In [1]:
from google.colab import drive
drive.mount('/content/drive')

Drive already mounted at /content/drive; to attempt to forcibly remount, call drive.mount("/content/drive", force_remount=True).


## Research Question: Airbnb Prices in NYC 
NYC is a very diverse area known for its 5 boroughs. These boroughs vary drastically in terms of people, culture, and income. Does Airbnb display these variations through its listings as well? Do prices change from borough to borough and how significant are these changes? Can we also accurately predict prices and make suggestions for houses just like Airbnb does? We will see below in our Data 301 Final Project which is broken up into 3 parts: EDA, Machine Learning, and Final Conclusion. 

## Imports for Data Collection

In [0]:
import pandas as pd
import numpy as np
import sys
sys.setrecursionlimit(10000000)
import json
from pandas.io.json import json_normalize
import sklearn 
import warnings # the below imports were to stop displaying warnings for aesthetic appeal
from pandas.core.common import SettingWithCopyWarning
warnings.simplefilter(action="ignore", category=SettingWithCopyWarning) 

# About Our Data: 

1.   Our Main CSV File for 50,000 Listings: Inside Airbnb, http://insideairbnb.com/ , a website which holds publically available information about Airbnb's all over the world --> csv file
2.   Our JSON File for NY Subways: NYC Open Data, https://opendata.cityofnewyork.us/, lots of geospatial data for making maps and locating subways. We used this to get information about subways --> json file
3. A PNG Image for Our Map
4. A CSV file to map neighborhood to borough

# Cleaning Our Data: 

Reading in Our Main CSV File

In [3]:
df_bnb = pd.read_csv("listings.csv", error_bad_lines=False, encoding = "utf8")

  interactivity=interactivity, compiler=compiler, result=result)


Filtering the variables we think are important

In [0]:
df = df_bnb.filter(["id", "name", "summary", "space", "description", "host_id", "host_response_rate",
                     "host_is_superhost", "street", "neighbourhood", "city", "latitude", "longitude", 
                     "property_type", "room_type", "bathrooms", "bedrooms", "beds", "bed_type", "amenities", 
                     "square_feet", "price", "cleaning_fee", "number_of_reviews", "review_scores_rating"]) 

Price, our main prediction variable, is a string. We need to filter out bad data which did not start with a dollar sign. For example, some prices were read in accidentally as Neighborhood. We also needed to remove the "$" and ".00"

In [0]:
df = df[df.price.str.startswith("$", na=False) == True]
df["price"] # price is a string, need to remove the dollar sign
df["price_int"] = df["price"].str.replace("$", "").str.replace(",", "").astype(float)
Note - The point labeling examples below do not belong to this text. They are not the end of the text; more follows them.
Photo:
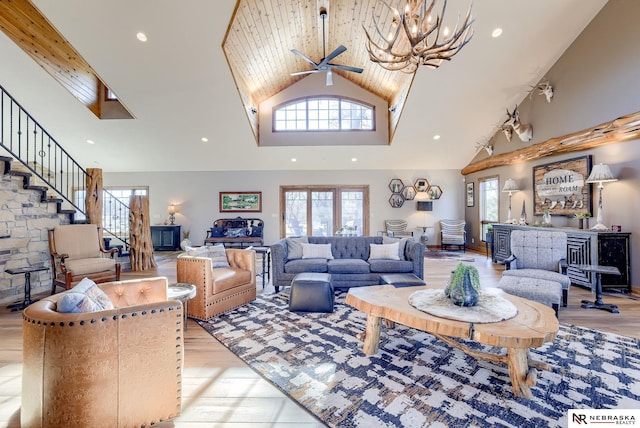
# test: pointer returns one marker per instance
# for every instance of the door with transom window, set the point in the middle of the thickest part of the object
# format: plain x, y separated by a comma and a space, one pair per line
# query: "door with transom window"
324, 210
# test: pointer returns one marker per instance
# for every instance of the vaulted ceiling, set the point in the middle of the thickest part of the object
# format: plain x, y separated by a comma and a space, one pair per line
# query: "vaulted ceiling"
206, 62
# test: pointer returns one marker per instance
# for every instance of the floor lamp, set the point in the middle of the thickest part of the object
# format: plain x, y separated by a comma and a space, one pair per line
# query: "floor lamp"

Our data had 200 neighborhoods but we wanted to categorize our data into 5 boroughs. We did this by joining another dataset as mentioned above.

In [0]:
joined = pd.read_csv("neighbourhoods.csv")  # another CSV file to join on 
df = df.merge(joined, on=["neighbourhood"])
df = df.rename(columns={"neighbourhood_group": "boroughs"}) # renaming the column

We found listings to be less than 50 dollars a night and some listings to be over 10,000 dollars a night. This threw off our data so we created a new dataframe, df2, which limited the "price" variable to a certain range

In [0]:
df2 = df[df.price_int < 650]
df2 = df2[df2.price_int > 50]

The longitude and latitude were also objects and not floats. We had to change that as well

In [0]:
df2["latitude_int"] = df2["latitude"].astype(float)
df2["longitude_int"] = df2["longitude"].astype(float)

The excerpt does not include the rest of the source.